A senior Buddhist nun of the 14th Dalai Lama, who spoke with a very English accent, talked about the Buddhist idea of reincarnation. She was backed up by a Past Life Regression Therapist who said she herself had been a shaman in a previous life. She in turn was gently deflated by the editor of The Skeptic magazine, Deborah Hyde, who had once trained as a hypnotherapist and who averred that people could come up with amazing stories of their past incarnations – generally the Hollywood version rather than a historical one.
A man called Ken Spearpoint, who works in resuscitation services, spoke interestingly of people he had known in his work who were clinically dead – their hearts had stopped, in one case for 15 minutes – and who had then been resuscitated. They were able to describe in great detail the struggles to revive them, an experience they could not have known in the ordinary way. As he came at the end of the discussion there was no time for anyone to develop or explore what he said.
It’s not a criticism of television to say that a philosophical and theological question like this can’t be “dealt with” in an hour, despite a genial host, clearly a sceptic himself, when there are 11 speakers, as well as some audience participation. Thus it was good to read Stratford’s piece, which comes to this debate from a very different angle: belief in a loving God who has entered so deeply into the world he created “that we call it a merging, a uniting of his own nature with the world itself”.
Stratford, who I’m sure has thought more about these matters than I have, is suffering from incurable prostate cancer, so his words have an added insight and acuity. His point is that because of the Incarnation, the search for the secret of life and death starts here; it is on earth that heaven is born: “We can participate by joining in the rhythm of life and death” he writes, adding that “God hides himself deeply within the world, not as an extension of life…but as the totality of being.

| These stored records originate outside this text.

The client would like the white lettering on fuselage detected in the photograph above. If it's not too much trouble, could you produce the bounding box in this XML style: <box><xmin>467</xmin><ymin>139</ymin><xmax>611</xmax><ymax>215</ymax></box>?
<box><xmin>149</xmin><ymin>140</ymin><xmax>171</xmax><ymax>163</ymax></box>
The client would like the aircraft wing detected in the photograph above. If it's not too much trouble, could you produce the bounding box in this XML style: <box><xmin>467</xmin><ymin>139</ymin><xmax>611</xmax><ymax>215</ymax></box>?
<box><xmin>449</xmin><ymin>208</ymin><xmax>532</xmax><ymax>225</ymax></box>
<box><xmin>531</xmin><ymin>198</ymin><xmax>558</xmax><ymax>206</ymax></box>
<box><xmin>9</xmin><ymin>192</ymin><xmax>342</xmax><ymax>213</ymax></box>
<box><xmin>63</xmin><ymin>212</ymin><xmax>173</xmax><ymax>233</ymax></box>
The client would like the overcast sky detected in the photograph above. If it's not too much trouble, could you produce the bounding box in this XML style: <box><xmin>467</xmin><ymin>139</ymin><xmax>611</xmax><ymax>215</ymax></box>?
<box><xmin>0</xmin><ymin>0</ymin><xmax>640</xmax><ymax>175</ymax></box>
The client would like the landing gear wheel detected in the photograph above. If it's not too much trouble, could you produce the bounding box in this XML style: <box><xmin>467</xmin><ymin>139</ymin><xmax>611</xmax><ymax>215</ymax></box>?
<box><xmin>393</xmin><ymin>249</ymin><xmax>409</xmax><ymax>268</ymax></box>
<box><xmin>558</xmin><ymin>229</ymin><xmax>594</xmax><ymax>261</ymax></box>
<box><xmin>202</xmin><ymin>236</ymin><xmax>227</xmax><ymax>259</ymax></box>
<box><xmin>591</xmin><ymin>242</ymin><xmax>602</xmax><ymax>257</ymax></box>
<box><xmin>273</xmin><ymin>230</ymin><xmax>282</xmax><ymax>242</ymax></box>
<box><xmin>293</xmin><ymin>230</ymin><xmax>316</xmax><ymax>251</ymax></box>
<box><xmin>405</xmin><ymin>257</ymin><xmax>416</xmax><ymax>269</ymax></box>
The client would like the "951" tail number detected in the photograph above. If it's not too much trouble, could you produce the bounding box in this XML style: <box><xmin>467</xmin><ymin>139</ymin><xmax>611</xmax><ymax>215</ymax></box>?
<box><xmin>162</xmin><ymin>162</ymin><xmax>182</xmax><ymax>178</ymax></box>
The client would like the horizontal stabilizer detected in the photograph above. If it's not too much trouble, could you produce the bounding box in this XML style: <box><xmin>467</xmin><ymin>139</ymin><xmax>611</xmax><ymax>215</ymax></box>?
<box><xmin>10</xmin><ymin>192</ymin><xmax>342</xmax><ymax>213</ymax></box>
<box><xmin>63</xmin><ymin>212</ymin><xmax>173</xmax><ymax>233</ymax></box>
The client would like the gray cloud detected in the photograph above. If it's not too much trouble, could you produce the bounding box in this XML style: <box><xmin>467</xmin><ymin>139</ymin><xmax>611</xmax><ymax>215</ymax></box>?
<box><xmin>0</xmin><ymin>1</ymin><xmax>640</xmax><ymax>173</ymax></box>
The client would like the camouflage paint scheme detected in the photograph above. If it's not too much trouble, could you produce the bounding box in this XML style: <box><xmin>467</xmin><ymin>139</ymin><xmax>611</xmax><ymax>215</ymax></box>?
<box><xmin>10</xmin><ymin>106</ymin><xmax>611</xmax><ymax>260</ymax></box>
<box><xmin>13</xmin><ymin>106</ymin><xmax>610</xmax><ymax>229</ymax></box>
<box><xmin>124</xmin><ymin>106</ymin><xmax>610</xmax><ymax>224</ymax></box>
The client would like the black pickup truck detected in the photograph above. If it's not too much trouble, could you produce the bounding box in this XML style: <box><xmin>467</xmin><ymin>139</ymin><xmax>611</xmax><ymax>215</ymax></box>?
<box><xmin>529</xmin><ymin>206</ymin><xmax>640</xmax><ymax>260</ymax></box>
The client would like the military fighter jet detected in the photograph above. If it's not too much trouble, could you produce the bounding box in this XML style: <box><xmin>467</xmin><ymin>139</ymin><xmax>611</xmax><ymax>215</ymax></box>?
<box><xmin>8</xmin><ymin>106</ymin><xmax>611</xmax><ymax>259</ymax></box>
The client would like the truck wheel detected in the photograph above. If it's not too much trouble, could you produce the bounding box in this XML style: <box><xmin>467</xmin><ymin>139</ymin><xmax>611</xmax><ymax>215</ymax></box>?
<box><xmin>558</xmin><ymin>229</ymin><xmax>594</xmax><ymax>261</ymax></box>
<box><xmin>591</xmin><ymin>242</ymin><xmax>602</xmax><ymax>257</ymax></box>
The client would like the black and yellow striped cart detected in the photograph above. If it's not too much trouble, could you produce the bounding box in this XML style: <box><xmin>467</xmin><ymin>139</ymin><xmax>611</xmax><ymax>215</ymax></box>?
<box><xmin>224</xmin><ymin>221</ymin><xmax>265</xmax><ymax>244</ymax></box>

At first it all seems inaccessible and impossible. The Cross seems impossible, incredible…foolish, crazy. But we must join fully, deeply, truly. And we must start as soon as possible.”
There is a tone of urgency in what he writes, not just on his own behalf, but for us all. How long have any of us got on this earth, after all? Chat shows such as The Big Questions are just that; a pleasant hour of random ideas, diverting entertainment that distracts us from finding the truth that will set us free.
Stratford hopes that his article will “touch and open the hearts of many who read it”. I hope so too. Is there life after death? Yes – but only if you first embark on the supernatural life here on earth.